The intended marks for questions or parts of questions are given in brackets [ ]

Transactions should be recorded in the proper forms of accounts.

All calculations should be shown clearly.      

All working, including rough work, should be done on the same sheet  as, and adjacent to, 

the rest of the answer.­­­­­­­­­­­


PART - I


Question - 1

 

Answer the following questions very briefly and to the point:                             [2 x 15]

                                                                                                     

a)      Define cost of materials consumed.

b)      State two advantages of FIFO method of valuation of stock.

c)      Mention one difference between periodic method and perpetual method of valuation of inventory.

d)      What is overriding commission in consignment account?

e)      Name the basis of accounting followed in joint venture.

f)       How is entrance fees dealt with in the final accounts of non-trading organizations?

g)      What is the adjustment and closing entry required at the time of finalization of accounts for interest on capital allowed to partner assuming that accounts are maintained under fixed capital system?

h)      In the context of Garner V s Murray, name the partner who became insolvent.

i)        Give two examples of miscellaneous Expenditure appearing under Schedule VI Part I of Companies Act of 1956.

j)        Can fully paid up shares be forfeited? If so, under what circumstances?

k)      Give two examples of a consignment liability.]

l)        Mention the accounting treatment required when the incoming partner brings ‘personal goodwill’? into he the business.

m)    What is meant by the term “Verification of Assets”?

n)      State what is meant by internal check in auditing?

o)      What is meant by vouching?

 


                                                 PART - II


Question 2

 Albert Boris and Cyril are partners sharing profits and losses in the ratio of 3:2:1and their balance sheet as on 31st March 1999 stood as under:                                                                   [22]

 

Liabilities

Rs.

Assets

Rs.

Albert’s capital 50,000 Building 70,000

Boris’s capital

50,000

Machinery

25,000
Cyril’s capital

50,000

Stock 32,000
Creditors 17,000 Debtors 15,000
  __________________ Bank 25,000_____________
  1,67,000   1,67,000

Albert died in 1st July 1999 and the surviving partners took the following decisions. According to the partnership deed his executors were

entitled to:

a)      The deceased partner’s capital as appearing in the last balance sheet and interest thereon at 6%per annum upto the date of death.

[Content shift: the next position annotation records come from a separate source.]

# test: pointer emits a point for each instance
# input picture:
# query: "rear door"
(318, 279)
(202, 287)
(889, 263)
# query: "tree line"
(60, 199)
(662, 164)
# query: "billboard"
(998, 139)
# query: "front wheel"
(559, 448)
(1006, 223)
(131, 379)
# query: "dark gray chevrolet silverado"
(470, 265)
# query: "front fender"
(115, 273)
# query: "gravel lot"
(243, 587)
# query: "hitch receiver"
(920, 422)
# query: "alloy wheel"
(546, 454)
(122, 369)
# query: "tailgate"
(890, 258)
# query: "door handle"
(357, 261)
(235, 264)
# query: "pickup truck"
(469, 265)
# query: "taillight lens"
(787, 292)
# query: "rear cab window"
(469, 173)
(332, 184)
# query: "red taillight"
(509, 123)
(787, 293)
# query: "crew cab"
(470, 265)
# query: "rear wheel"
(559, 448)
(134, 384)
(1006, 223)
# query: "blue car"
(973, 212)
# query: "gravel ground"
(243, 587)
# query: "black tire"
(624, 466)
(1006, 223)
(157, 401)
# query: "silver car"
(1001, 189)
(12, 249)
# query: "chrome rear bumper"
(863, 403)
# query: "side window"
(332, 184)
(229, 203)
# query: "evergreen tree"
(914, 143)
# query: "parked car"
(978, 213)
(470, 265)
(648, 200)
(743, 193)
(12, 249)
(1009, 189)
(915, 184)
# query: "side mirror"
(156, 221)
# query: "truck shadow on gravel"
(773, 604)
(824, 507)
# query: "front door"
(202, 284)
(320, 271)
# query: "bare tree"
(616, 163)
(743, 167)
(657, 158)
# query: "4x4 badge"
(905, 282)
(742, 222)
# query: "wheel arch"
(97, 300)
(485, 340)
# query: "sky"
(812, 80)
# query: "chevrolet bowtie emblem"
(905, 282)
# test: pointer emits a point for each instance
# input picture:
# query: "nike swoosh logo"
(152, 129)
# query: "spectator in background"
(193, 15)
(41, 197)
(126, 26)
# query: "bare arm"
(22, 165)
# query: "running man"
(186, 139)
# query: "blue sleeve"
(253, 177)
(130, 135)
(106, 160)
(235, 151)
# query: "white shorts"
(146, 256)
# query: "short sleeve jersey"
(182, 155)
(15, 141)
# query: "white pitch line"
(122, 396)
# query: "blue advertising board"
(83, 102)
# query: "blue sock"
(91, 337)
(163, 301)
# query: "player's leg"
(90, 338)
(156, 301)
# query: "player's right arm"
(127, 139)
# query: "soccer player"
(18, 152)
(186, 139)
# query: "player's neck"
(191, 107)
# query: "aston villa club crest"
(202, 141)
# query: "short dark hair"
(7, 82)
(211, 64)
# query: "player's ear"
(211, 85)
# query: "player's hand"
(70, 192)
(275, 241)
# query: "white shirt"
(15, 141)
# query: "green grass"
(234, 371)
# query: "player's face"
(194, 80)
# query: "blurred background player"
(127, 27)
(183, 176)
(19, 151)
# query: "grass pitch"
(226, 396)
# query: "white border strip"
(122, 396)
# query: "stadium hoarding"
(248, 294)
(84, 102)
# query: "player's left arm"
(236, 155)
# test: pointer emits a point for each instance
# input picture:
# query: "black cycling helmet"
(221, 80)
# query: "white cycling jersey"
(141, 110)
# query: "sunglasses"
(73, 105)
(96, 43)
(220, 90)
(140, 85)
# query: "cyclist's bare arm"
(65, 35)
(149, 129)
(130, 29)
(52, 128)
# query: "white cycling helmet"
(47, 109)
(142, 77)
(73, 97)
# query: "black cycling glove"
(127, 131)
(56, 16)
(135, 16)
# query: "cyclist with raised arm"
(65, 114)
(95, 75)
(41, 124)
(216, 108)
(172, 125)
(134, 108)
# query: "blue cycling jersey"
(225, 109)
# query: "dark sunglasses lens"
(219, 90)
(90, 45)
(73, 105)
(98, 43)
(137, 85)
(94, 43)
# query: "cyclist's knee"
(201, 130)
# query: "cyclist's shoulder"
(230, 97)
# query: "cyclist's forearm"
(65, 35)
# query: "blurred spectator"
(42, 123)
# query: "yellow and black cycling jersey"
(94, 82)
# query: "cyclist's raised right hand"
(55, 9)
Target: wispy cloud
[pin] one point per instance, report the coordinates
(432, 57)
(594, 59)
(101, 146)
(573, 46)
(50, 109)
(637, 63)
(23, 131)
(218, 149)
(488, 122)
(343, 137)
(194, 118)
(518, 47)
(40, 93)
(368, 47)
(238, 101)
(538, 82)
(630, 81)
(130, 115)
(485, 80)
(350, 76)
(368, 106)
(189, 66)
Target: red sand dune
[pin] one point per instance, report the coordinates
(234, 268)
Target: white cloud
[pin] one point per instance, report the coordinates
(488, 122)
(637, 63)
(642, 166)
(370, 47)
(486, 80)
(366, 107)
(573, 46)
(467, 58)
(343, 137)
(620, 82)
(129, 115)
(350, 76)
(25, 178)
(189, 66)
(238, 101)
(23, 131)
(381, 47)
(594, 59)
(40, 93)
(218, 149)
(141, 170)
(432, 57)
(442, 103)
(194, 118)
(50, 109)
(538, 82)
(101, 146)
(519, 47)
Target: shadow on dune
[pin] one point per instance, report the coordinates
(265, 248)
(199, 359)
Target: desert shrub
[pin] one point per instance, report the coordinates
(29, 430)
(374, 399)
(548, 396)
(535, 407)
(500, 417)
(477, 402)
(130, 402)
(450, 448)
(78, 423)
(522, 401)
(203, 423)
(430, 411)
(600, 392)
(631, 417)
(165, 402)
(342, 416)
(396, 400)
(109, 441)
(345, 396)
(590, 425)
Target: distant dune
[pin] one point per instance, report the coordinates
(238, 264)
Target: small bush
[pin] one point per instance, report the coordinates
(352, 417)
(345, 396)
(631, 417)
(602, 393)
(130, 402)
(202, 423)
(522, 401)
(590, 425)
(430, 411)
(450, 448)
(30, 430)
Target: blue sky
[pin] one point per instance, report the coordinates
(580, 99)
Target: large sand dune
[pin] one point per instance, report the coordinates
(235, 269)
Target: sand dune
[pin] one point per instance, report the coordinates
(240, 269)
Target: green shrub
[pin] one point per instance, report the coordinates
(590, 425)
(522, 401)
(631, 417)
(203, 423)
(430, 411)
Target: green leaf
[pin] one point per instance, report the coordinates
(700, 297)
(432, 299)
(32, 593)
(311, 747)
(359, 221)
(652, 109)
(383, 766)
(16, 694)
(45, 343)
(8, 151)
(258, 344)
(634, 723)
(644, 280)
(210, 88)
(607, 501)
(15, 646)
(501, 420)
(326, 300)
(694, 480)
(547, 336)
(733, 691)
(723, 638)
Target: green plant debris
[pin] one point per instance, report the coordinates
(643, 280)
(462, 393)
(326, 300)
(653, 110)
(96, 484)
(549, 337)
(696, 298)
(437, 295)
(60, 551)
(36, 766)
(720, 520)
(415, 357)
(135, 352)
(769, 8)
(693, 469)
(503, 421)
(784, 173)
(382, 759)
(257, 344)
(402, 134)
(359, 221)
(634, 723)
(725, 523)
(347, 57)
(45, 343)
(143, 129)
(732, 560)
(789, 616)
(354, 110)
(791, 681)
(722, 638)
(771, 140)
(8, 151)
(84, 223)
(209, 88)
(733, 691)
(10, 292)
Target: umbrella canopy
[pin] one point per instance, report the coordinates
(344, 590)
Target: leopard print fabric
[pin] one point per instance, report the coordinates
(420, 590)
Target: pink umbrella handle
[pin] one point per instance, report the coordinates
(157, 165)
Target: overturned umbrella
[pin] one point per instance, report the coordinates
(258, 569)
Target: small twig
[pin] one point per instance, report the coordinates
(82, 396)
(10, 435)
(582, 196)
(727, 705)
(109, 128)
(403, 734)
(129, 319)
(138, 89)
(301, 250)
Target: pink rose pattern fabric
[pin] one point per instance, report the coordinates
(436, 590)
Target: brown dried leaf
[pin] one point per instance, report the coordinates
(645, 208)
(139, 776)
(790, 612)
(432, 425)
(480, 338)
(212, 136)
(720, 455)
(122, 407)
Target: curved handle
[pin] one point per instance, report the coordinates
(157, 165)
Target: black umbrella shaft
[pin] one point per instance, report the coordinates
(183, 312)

b)      His share of profit for the period he was alive based on the figure of   31st March 1999.

c)      Goodwill according to his share of profit to be calculated by taking twice the amount of the average profit of the last three years. The profits of the previous years were:  

                     31st March 1999--- Rs. 11,000

                     31st March 1998--- Rs. 15,000 and

                     31st March 1997---Rs.10,000.

d)      Assets were to Be revalued:

                 Building--- Rs.80,000

                 Stock ------ Rs.30,000 and

                 Provision for bad debt @10%

Assuming that all the above changes are to be incorporated in the new firm and are not to be written off, prepare the Revaluation account, Partners Capital

Account and a balance sheet as on 1st July 1999.

          (All calculations are to be made to the nearest rupee)

 


 Question 3

Dicky of Calcutta consigned 200 drums of oil (cost price Rs.10, 000)at a proforma invoice price of 20% profit on sales to his agent Simpson of

Delhi. On the same date, Dicky incurred non-recurring expenses of

Rs.2000.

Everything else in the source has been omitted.